Over the coming years, Perseverance will attempt to collect 30 rock and soil samples in sealed tubes, to be eventually sent back to Earth sometime in the 2030s for lab analysis.
About the size of an SUV, the craft weighs a ton, is equipped with a two meter-long robotic arm, has 19 cameras, two microphones and a suite of cutting-edge instruments to assist in its scientific goals.
Before it could set out on its lofty quest, it first had to overcome the dreaded “seven minutes of terror” – the risky EDL phase that has scuppered nearly half of all missions to Mars.
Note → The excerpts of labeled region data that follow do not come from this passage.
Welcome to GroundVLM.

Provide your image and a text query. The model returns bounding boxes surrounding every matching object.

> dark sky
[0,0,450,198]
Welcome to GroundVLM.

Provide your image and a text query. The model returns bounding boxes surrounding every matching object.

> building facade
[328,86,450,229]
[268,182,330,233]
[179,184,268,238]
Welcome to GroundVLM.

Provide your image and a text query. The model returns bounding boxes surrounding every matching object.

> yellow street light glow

The spacecraft carrying Perseverance careened into the Martian atmosphere at 20,000 kilometers per hour, protected by its heat shield, then deployed a supersonic parachute the size of a Little League field, before firing up an eight-engined jetpack.
Finally, it lowered the rover carefully to the ground on a set of cables.
Allen Chen, lead engineer for the landing stage, said a new guidance system called “Terrain Relative Navigation,” which uses a special camera to identify surface features and compare them to an onboard map, was key to landing in a rugged region of scientific interest.
“We are in a nice flat spot, the vehicle is only tilted by about 1.2 degrees,” he said. “We did successfully find that parking lot, and have a safe rover on the ground.”
The rover is only the fifth ever to set its wheels down on Mars. The feat was first accomplished in 1997, and all of them have been American.
The US is also preparing for an eventual human mission to the planet, though planning remains very preliminary.
“Maybe by mid-to-end of the 2030s we can start pushing out of the Earth-Moon system and land astronauts on Mars,” said Jurczyk.